Des bruits, des sons, des rumeurs, des moteurs ouvrent l’un des films les plus stimulants de la décennie passée, pour ne pas dire le plus stimulant : "Holy Motors" écrit et réalisé par Leos Carax et que vous pouvez voir sur le site VOD de notre partenaire Universciné.com.

Holy Motors
Holy Motors © Camille de Chenay

Le film s’ouvre donc, comme A bout de souffle de Godard, et ce n’est évidemment pas un hasard, sur des sonorités notamment portuaires. Il est grand temps de prendre le large semble nous dire le cinéaste qui se met en scène lui-même dans cette ouverture sans parole qui se termine au sein d’une salle de cinéma. 

Que le spectacle commence donc. Soit les vies multiples de Monsieur Oscar, alias Denis Lavant, riche banquier qui depuis sa très longue limousine blanche conduite par Edith Scob endosse plusieurs identités tout au long de sa journée. Il est tour à tour une vieille mendiante, un danseur couvert de capteurs, une créature troglodyte, un père de famille, un tueur et ainsi de suite. A un moment donné, on retrouve ce personnage protéiforme dans l’église Saint Eustache à Paris, jouant de l’accordéon, prenant la tête d’une bande de musiciens forcenés mus par une incroyable vitalité.

Ainsi va le film de Léos Carax qui multiplie les morceaux de bravoure sans y toucher, sans esbroufe, comme autant d’espaces purement et simplement cinématographiques, véritables pieds de nez à une époque où tout se veut utile, où tout est si terne. Carax enchaîne pour nos yeux de spectateurs redevenus des enfants émerveillés, les histoires, les personnages, les destins et les lieux singuliers.
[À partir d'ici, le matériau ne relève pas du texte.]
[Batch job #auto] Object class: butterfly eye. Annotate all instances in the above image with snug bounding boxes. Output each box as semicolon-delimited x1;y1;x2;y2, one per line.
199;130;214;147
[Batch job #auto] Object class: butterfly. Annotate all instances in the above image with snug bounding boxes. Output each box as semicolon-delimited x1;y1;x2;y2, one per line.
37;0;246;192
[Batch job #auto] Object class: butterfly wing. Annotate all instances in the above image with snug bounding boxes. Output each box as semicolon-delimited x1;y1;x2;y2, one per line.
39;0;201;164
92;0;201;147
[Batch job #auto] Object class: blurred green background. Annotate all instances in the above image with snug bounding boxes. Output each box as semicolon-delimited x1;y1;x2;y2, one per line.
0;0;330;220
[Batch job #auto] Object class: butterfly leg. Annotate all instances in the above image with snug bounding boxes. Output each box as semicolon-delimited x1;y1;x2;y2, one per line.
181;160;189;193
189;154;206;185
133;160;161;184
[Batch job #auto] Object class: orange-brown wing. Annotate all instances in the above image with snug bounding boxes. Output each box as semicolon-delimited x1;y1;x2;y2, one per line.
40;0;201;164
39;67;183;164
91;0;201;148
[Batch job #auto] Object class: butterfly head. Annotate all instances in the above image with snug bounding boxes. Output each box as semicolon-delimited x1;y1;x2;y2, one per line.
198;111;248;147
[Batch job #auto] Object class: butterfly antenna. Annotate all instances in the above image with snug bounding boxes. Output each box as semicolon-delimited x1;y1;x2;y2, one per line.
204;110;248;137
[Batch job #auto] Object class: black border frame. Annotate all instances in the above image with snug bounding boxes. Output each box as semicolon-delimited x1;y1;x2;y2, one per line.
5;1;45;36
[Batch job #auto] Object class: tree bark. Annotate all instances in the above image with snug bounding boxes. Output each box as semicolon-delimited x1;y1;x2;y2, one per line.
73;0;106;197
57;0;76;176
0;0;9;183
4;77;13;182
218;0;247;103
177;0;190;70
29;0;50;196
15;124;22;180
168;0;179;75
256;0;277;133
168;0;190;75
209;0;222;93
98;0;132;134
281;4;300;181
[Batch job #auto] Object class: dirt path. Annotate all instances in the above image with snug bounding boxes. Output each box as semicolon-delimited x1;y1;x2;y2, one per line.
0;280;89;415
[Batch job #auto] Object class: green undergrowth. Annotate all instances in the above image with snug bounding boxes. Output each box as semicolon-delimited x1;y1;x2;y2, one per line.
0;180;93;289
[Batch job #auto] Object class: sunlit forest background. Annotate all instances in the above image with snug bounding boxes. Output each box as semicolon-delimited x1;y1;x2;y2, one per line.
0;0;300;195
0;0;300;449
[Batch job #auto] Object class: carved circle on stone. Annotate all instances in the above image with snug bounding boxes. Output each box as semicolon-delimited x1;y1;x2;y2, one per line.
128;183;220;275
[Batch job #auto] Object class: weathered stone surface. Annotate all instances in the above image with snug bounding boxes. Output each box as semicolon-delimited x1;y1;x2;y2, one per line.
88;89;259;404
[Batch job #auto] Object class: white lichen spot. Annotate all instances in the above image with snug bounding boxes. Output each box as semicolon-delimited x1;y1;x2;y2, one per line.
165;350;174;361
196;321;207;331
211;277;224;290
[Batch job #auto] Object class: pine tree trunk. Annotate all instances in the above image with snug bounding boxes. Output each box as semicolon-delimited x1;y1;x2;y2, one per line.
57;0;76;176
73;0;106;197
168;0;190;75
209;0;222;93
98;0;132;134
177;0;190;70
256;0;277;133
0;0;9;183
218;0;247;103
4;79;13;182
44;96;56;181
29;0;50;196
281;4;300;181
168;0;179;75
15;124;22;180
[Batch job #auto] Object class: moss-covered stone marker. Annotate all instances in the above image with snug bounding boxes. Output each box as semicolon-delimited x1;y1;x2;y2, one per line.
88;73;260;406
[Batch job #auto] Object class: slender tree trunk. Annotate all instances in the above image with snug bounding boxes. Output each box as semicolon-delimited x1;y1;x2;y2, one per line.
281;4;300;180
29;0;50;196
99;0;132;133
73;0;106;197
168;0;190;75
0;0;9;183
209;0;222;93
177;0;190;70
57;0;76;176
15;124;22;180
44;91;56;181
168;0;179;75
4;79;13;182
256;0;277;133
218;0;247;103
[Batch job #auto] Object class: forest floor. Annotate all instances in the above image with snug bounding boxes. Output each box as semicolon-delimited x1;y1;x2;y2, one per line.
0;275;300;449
Tout fait image comme aux premiers temps du cinématographe où tout fut inventé. Il y  a incontestablement chez ce cinéaste visionnaire une volonté de retour aux sources, non par une nostalgie qui ne serait alors que mortifère mais par le simple goût de retrouver l’élan d’avant. 

Le feu d’artifice sonore et visuel que nous offre Holy motors s’apparente à une véritable fête des sens, Carax multipliant par ailleurs les références comme autant de petits cailloux blancs dont chacun peut ou non s’emparer pour en faire son miel. Tout à la fois puzzle, jeu de piste et kaléidoscope, le film refuse la vaine loi du réalisme pour se concentrer sur des rêveries et des fantasmes. Le magicien Carax n’en finit pas alors de nous étonner et de nous surprendre et l’on redoute le moment où, une fois cette journée  finie, il faudra regagner le parking où viennent se garer les longues limousines blanches. 

Mais avant cela, on aura croisé sur le toit de La Samaritaine une fée qui sous les traits de la chanteuse Kylie Minogue, nous aura susurré sa chanson Who Were We.